Pilihan pengobatan untuk nyeri sendi mendadak
Pendekatan pengobatan untuk nyeri sendi yang tiba-tiba tergantung pada penyebab yang mendasari, tingkat keparahan gejala, dan faktor individu. Berikut adalah beberapa pilihan pengobatan yang umum:
- Medikasi:
- Obat anti-inflamasi nonsteroid: Obat-obat ini membantu mengurangi nyeri, peradangan, dan pembengkakan. Contohnya termasuk ibuprofen, naproxen, dan aspirin.
- Kortikosteroid: Dalam kasus peradangan yang parah, suntikan kortikosteroid dapat diberikan langsung ke dalam sendi untuk memberikan bantuan.
- Obat modifikasi penyakit antirheumatik: Obat-obat ini sering digunakan dalam kondisi autoimun seperti artritis rheumatoid untuk memperlambat perkembangan penyakit dan meredakan gejala.
- Obat penurun asam urat: Untuk asam urat, obat seperti allopurinol atau febuxostat dapat diresepkan untuk menurunkan kadar asam urat dan mencegah serangan asam urat di masa mendatang.

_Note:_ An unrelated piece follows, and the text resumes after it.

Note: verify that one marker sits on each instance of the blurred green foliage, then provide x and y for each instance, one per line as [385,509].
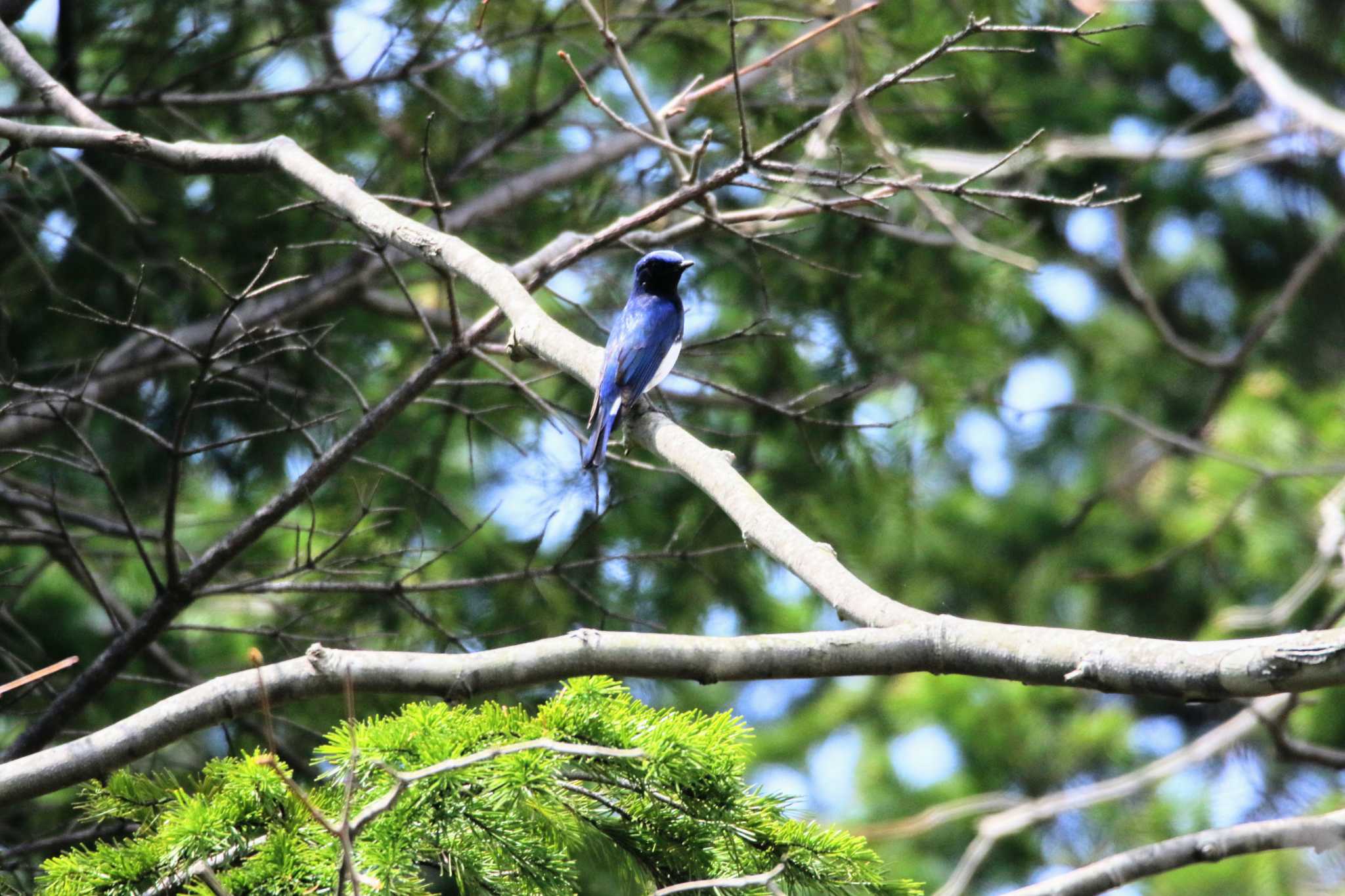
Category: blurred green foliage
[1069,517]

- Terapi fisik: Terapi fisik memainkan peran penting dalam mengelola nyeri sendi dan meningkatkan mobilitas. Seorang terapis dapat mengembangkan latihan dan teknik yang dipersonalisasi untuk memperkuat sendi yang terkena, meningkatkan fleksibilitas, dan mengurangi nyeri.

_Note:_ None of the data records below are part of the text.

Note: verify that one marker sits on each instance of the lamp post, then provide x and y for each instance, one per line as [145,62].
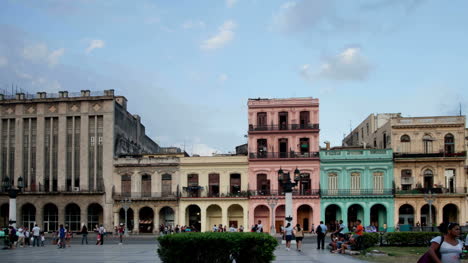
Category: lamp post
[272,201]
[429,198]
[285,180]
[12,194]
[126,205]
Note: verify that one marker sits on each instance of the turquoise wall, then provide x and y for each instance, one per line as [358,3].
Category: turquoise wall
[366,162]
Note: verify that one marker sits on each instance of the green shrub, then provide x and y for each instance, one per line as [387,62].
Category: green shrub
[409,238]
[217,247]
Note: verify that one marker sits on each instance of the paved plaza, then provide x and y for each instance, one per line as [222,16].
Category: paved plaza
[142,249]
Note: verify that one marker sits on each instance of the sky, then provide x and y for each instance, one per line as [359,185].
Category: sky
[188,67]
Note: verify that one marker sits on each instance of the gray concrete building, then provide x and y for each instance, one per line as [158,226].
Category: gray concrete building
[64,146]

- Perangkat bantu: Perangkat bantu seperti penyangga, splint, atau ortotik dapat mendukung sendi yang terkena, mengurangi tekanan, dan mendorong penyelarasan yang benar.
- Modifikasi gaya hidup:
- Manajemen berat badan: Mempertahankan berat badan yang sehat dapat mengurangi stres pada sendi, terutama pada sendi yang menahan beban seperti lutut dan pinggul.
- Olahraga: Latihan berdampak rendah seperti berenang, bersepeda, dan tai chi dapat membantu memperkuat otot, meningkatkan stabilitas sendi, dan meningkatkan fleksibilitas secara keseluruhan.

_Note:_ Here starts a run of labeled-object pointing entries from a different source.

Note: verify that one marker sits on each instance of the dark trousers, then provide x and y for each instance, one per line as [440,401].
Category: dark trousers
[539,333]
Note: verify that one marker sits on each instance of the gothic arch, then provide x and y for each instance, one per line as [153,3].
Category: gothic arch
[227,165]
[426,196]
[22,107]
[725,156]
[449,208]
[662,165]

- Perubahan diet: Dalam kasus asam urat, menghindari makanan kaya purin (misalnya, daging organ, makanan laut) dan membatasi konsumsi alkohol membantu mengelola gejala.
- Intervensi bedah: Dalam kasus yang parah di mana pengobatan konservatif gagal memberikan bantuan, pilihan bedah dapat dipertimbangkan. Pilihan ini dapat mencakup operasi penggantian sendi, artroskopi (untuk memperbaiki atau menghapus jaringan yang rusak), atau fusi sendi dalam kasus tertentu.
Kesimpulan
Pengalaman nyeri sendi yang tiba-tiba dapat mengganggu kehidupan sehari-hari kita, tetapi memahami penyebab yang mungkin, metode diagnostik, dan pilihan pengobatan membantu Anda mengelola kondisi ini secara efektif. Anda perlu berkonsultasi dengan profesional kesehatan untuk diagnosis yang akurat dan rencana perawatan yang dipersonalisasi. Dengan mengatasi penyebab yang mendasari dan menerapkan langkah-langkah yang tepat, Anda dapat menemukan kelegaan, memperbaiki fungsi sendi, dan mendapatkan kualitas hidup yang lebih baik.